While reading a proof in a book they used the following result: $$ \overline{L^2(\mathbb R)\cap L^1(\mathbb R)}^{L^2(\mathbb R)}=L^2(\mathbb R) $$ saying that it's well known !! But all I can see is only one inclusion $\overline{L^2(\mathbb R)\cap L^1(\mathbb R)}^{L^2(\mathbb R)}\subset L^2(\mathbb R)$ which is trivial. Am I missing something because I can't see where the other inclusion comes from ? any help will be great thank you for your time.

Answer 1

The set $\mathbb L^1(\mathbf R)\cap\mathbb L^2(\mathbf R)$ contains the collection of linear combination of indicator functions of sets of finite measure (denoted $S$), which is dense in $\mathbb L^2(\mathbf R)$. Indeed, assume that $f$ belongs to $\mathbb L^2(\mathbf R)$ and $0\leqslant f(x)\leqslant M$. Then we can find a sequence $(s_n)\subset S$ such that $s_n\uparrow f$, $s_n\geqslant 0$ and $\sup_{x\in\mathbf R}|f(x)-s_n(x)|\to 0$. Therefore, for each $R$, $$\int_{\mathbf R}|f(x)-s_n(x)|^2\mathrm dx\leqslant \int_{\mathbf R\setminus [-R,R] }|f(x)|^2\mathrm dx +2R\left(\sup_{x\in\mathbf R}|f(x)-s_n(x)|\right)^2,$$ from which we infer that $$\limsup_{ n\to\infty}\int_{\mathbf R}|f(x)-s_n(x)|^2\mathrm dx\leqslant \int_{\mathbf R\setminus [-R,R] }|f(x)|^2\mathrm dx, $$ and since $R$ is arbitrary, we derive by monotone convergence that $f$ belongs to the closure in $\mathbb L^2(\mathbf R)$ of $S$.

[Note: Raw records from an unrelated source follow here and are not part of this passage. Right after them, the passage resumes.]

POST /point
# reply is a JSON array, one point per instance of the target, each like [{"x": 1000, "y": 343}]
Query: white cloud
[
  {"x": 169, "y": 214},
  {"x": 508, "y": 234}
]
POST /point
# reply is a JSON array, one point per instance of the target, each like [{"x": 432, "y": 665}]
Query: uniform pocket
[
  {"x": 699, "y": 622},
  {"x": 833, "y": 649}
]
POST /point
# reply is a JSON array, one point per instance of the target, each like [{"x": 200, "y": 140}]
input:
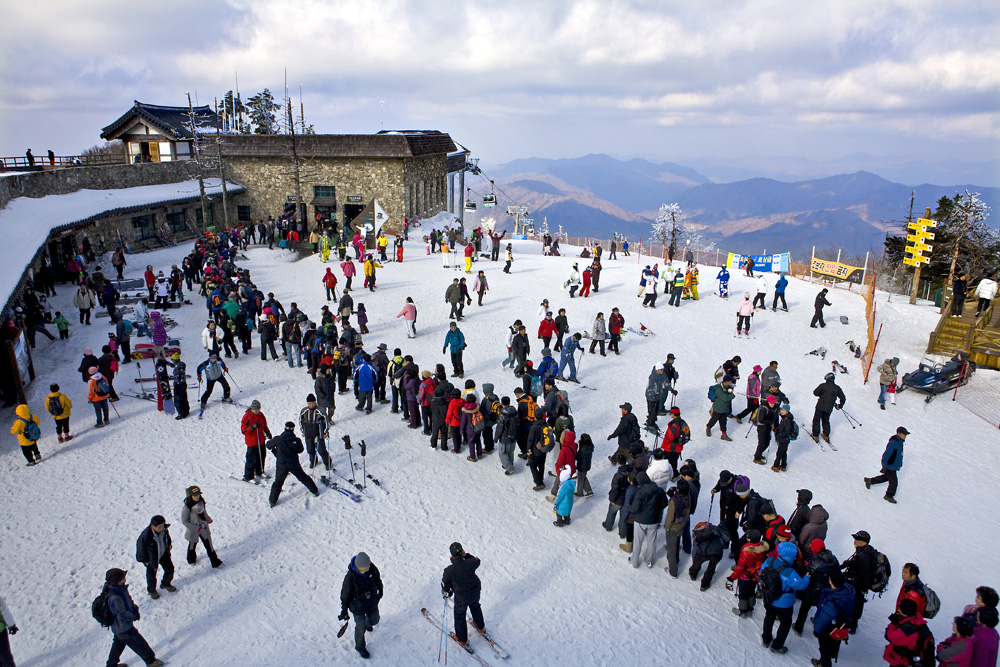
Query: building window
[
  {"x": 142, "y": 227},
  {"x": 175, "y": 222}
]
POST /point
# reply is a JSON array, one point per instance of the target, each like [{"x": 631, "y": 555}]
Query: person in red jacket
[
  {"x": 908, "y": 637},
  {"x": 330, "y": 283},
  {"x": 453, "y": 418},
  {"x": 752, "y": 556},
  {"x": 615, "y": 325},
  {"x": 255, "y": 434},
  {"x": 547, "y": 328}
]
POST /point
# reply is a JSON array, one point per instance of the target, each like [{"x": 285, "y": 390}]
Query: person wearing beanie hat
[
  {"x": 195, "y": 519},
  {"x": 360, "y": 594},
  {"x": 315, "y": 429},
  {"x": 460, "y": 580},
  {"x": 152, "y": 549},
  {"x": 124, "y": 612},
  {"x": 286, "y": 448}
]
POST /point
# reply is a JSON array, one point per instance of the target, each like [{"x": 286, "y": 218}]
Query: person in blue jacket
[
  {"x": 835, "y": 606},
  {"x": 365, "y": 377},
  {"x": 779, "y": 293},
  {"x": 455, "y": 340},
  {"x": 564, "y": 500},
  {"x": 892, "y": 462},
  {"x": 781, "y": 609},
  {"x": 723, "y": 279}
]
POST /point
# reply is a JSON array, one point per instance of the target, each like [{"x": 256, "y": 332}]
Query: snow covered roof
[
  {"x": 26, "y": 222},
  {"x": 171, "y": 121}
]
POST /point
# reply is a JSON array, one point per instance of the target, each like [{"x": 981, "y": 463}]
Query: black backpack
[
  {"x": 101, "y": 611},
  {"x": 769, "y": 581}
]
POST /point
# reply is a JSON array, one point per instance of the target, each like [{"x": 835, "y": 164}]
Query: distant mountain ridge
[{"x": 596, "y": 195}]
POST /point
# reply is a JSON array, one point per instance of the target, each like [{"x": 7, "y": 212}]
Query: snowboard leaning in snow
[{"x": 467, "y": 648}]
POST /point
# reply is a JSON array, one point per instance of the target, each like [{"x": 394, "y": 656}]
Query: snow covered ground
[{"x": 550, "y": 596}]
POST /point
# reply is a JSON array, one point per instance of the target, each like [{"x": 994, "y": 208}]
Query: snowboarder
[
  {"x": 818, "y": 309},
  {"x": 286, "y": 449},
  {"x": 459, "y": 579},
  {"x": 892, "y": 462},
  {"x": 831, "y": 397},
  {"x": 360, "y": 594},
  {"x": 195, "y": 519},
  {"x": 152, "y": 549},
  {"x": 125, "y": 612},
  {"x": 214, "y": 368}
]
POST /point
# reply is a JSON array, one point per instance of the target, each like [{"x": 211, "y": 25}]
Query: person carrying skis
[
  {"x": 743, "y": 314},
  {"x": 360, "y": 594},
  {"x": 459, "y": 579},
  {"x": 831, "y": 397},
  {"x": 195, "y": 519},
  {"x": 125, "y": 612},
  {"x": 215, "y": 369},
  {"x": 818, "y": 309},
  {"x": 286, "y": 449}
]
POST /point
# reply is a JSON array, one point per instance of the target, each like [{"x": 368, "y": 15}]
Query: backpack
[
  {"x": 770, "y": 583},
  {"x": 31, "y": 430},
  {"x": 100, "y": 610},
  {"x": 54, "y": 406},
  {"x": 478, "y": 423},
  {"x": 933, "y": 602},
  {"x": 548, "y": 439},
  {"x": 881, "y": 575}
]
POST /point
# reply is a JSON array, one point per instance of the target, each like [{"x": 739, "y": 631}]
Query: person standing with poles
[
  {"x": 253, "y": 425},
  {"x": 360, "y": 594},
  {"x": 460, "y": 580}
]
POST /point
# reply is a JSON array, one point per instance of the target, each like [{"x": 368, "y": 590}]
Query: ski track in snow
[{"x": 548, "y": 594}]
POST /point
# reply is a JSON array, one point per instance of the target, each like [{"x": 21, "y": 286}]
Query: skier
[
  {"x": 315, "y": 430},
  {"x": 152, "y": 549},
  {"x": 829, "y": 394},
  {"x": 743, "y": 314},
  {"x": 253, "y": 425},
  {"x": 195, "y": 519},
  {"x": 214, "y": 368},
  {"x": 125, "y": 612},
  {"x": 459, "y": 579},
  {"x": 892, "y": 462},
  {"x": 360, "y": 593},
  {"x": 286, "y": 449},
  {"x": 779, "y": 293},
  {"x": 723, "y": 278},
  {"x": 818, "y": 309}
]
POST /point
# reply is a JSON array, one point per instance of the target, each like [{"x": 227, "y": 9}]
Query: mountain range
[{"x": 597, "y": 195}]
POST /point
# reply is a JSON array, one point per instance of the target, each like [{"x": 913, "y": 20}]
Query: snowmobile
[{"x": 935, "y": 378}]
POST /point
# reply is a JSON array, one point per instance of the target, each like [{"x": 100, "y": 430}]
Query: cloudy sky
[{"x": 917, "y": 79}]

Using again monotone convergence, one can show that each non-negative element of $\mathbb L^2(\mathbf R)$ belongs to the closure in $\mathbb L^2(\mathbf R)$ of $S$. To conclude, split an element of $\mathbb L^2(\mathbf R)$ into its negative and positive part.

Answer 2

If $f \in L^{2}$ is supported in $[-R,R]$, then it is also in $L^{1}$ because of Cauchy-Schwarz: $$ \int_{-R}^{R}|f|dx \le \left(\int_{-R}^{R}|f|^{2}dx\right)^{1/2} \left(\int_{-R}^{R}1^{2}dx\right)^{1/2} $$ Therefore, $f_{R} = \chi_{[-R,R]}f \in L^{1}\cap L^{2}$ for all $0 < R < \infty$. And $f_{R}\rightarrow f$ in $L^{2}$ as $R\rightarrow\infty$.